I don’t have a favourite technique – whether you use brown paper and post-it notes or the latest process mapping tools the key thing is that everyone should have a common language for describing the journey.
5. Make sure you link mapping to the drivers of RoI
I’ve described how customer experience can overcome the perception that it’s a nice-to-have by linking improvements to the benefits that drive a real return on investment (RoI). I’d go even further to say that if your journey maps don’t flush out real opportunities to eliminate wasted cost and drive up revenue you’re doing them wrong and they’re in danger of becoming an overhead your organisation doesn’t need.
6. Embed in a culture of continuous improvement
“Continuous improvement” is one of those dull, unsexy terms for what is the core competence of all successful businesses. You can term it “cultivating a relentless discomfort with the status quo” or “waging war on mediocrity” if you like but the fact is that once you’ve redesigned your customer journey that’s the start not the beginning.

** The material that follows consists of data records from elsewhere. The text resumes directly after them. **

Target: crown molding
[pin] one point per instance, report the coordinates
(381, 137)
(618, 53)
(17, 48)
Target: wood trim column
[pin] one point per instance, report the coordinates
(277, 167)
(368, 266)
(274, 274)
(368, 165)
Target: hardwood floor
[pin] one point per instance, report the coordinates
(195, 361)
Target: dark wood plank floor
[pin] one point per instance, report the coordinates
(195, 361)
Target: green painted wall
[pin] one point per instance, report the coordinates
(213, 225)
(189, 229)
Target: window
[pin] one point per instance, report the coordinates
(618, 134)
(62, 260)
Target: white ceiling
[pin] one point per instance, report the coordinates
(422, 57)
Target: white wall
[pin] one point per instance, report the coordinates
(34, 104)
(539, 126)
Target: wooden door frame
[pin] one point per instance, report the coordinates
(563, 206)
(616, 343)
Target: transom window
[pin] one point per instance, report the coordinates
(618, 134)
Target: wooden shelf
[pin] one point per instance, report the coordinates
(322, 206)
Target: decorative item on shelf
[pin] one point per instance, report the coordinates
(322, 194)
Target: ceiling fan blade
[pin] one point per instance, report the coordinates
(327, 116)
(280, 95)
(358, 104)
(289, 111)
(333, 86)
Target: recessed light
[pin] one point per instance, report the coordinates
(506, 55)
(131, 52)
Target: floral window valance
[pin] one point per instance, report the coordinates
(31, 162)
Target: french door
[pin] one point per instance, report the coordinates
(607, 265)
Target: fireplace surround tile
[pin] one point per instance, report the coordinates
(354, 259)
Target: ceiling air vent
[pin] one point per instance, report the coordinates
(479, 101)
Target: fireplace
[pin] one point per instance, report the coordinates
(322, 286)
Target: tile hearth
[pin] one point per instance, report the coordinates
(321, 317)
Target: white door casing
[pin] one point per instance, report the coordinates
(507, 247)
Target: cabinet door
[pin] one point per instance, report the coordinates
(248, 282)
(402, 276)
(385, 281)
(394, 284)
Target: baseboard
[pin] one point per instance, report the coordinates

Making sure you capture metrics on performance goes hand in hand with this and enabling people in the organisation to make improvements is essential – and brings the added benefit of greater employee engagement.
So, answering my question at the beginning, if your maps are gathering dust somewhere (OK that doesn’t literally apply if they’re on the intranet) checking back against the above conditions might help you make them relevant and a major factor in your journey towards customer-centricity.